Sucker Punch Requiem: An Homage To Jean-Michel Basquiat
If somebody dies young enough, they can become whatever you want them to be. Lisle Ellis, a musician and occasional painter, regards the late artist and occasional musician Jean-Michel Basquiat as a kindred spirit, and has assembled a disconnected, atmospheric shrine on this CD. The overtly 'jazz' tracks making up the bulk of the album are very pretty indeed; saxophonist Oliver Lake and trombonist George Lewis dance gracefully together, and drummer Susie Ibarra is a good match for Ellis's subtle basslines. Pianist Mike Wofford picks at the melodies like a fussy eater, and Ellis's wife, flautist Holly Hofmann, adds delicacy to a stately post-bop group sound.

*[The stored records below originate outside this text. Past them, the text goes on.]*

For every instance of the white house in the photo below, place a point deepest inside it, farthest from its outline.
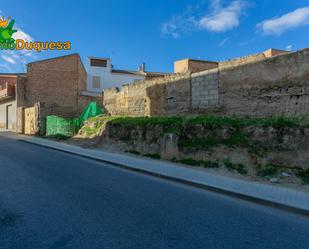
(102, 75)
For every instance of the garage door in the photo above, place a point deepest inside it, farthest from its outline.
(9, 117)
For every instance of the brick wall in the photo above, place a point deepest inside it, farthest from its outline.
(256, 86)
(189, 65)
(277, 86)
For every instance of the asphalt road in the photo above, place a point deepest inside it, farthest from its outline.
(50, 199)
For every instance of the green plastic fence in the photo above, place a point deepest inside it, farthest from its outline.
(65, 128)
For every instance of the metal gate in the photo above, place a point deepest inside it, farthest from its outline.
(9, 117)
(31, 120)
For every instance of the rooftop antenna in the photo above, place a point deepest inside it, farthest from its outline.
(23, 65)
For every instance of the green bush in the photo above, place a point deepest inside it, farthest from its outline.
(240, 168)
(267, 170)
(153, 156)
(304, 175)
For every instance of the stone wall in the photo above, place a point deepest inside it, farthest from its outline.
(205, 89)
(252, 86)
(277, 86)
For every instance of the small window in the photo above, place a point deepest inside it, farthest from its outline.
(96, 82)
(98, 63)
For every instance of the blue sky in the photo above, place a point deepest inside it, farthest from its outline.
(157, 32)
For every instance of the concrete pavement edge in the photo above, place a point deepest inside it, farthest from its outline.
(238, 195)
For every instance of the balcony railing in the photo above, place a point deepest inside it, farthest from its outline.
(7, 91)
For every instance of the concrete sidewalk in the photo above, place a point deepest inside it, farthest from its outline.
(276, 196)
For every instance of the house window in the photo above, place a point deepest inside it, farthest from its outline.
(98, 63)
(96, 82)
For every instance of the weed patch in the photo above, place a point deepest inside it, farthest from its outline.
(267, 170)
(304, 175)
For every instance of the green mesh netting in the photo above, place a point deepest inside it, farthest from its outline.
(65, 128)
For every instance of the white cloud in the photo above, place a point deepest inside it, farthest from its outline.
(179, 24)
(222, 43)
(218, 18)
(9, 59)
(279, 25)
(289, 48)
(223, 19)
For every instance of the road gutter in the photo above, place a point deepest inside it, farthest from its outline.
(287, 199)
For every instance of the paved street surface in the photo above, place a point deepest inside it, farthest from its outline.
(50, 199)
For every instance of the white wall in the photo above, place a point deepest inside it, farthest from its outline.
(108, 79)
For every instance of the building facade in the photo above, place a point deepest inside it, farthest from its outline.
(57, 84)
(102, 75)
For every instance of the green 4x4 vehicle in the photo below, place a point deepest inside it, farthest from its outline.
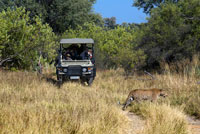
(76, 60)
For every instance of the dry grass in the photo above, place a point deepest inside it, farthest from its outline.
(30, 105)
(162, 119)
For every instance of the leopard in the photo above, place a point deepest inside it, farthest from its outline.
(144, 94)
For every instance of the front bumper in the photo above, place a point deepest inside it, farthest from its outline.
(70, 71)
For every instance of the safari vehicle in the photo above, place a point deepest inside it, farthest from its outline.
(76, 60)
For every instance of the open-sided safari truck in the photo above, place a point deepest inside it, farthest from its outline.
(76, 60)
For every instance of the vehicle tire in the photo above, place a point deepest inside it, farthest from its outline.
(89, 81)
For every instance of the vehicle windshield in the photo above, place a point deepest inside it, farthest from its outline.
(77, 51)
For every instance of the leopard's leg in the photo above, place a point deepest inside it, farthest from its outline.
(128, 102)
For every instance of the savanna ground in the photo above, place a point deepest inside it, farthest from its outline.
(33, 104)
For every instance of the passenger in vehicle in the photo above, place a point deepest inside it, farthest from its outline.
(84, 55)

But more than that, she gives the ensemble what uniqueness it possesses. Ellis's melodies are similar enough to those heard on discs by Greg Osby, Jason Moran, Steve Lehman, Vijay Iyer and other New York performer-composers of the moment that without the presence of Hofmann's flute, blindfold testing would be difficult indeed. The nearly nine-minute "Las Pulgas (Repelling Ghosts)" could be a track from any one of a dozen recent albums. It's all well played, but ultimately inessential. Five brief, glitchy electronic interstitial pieces appear, with no obvious relationship to the main music. Only on the final track do vocalist Pamela Z's gnomic utterances, reminiscent of AGF's experiments in fractured language, add more than ballast for the album's titular conceit - making the record in some small way memorable. Pretty isn't enough.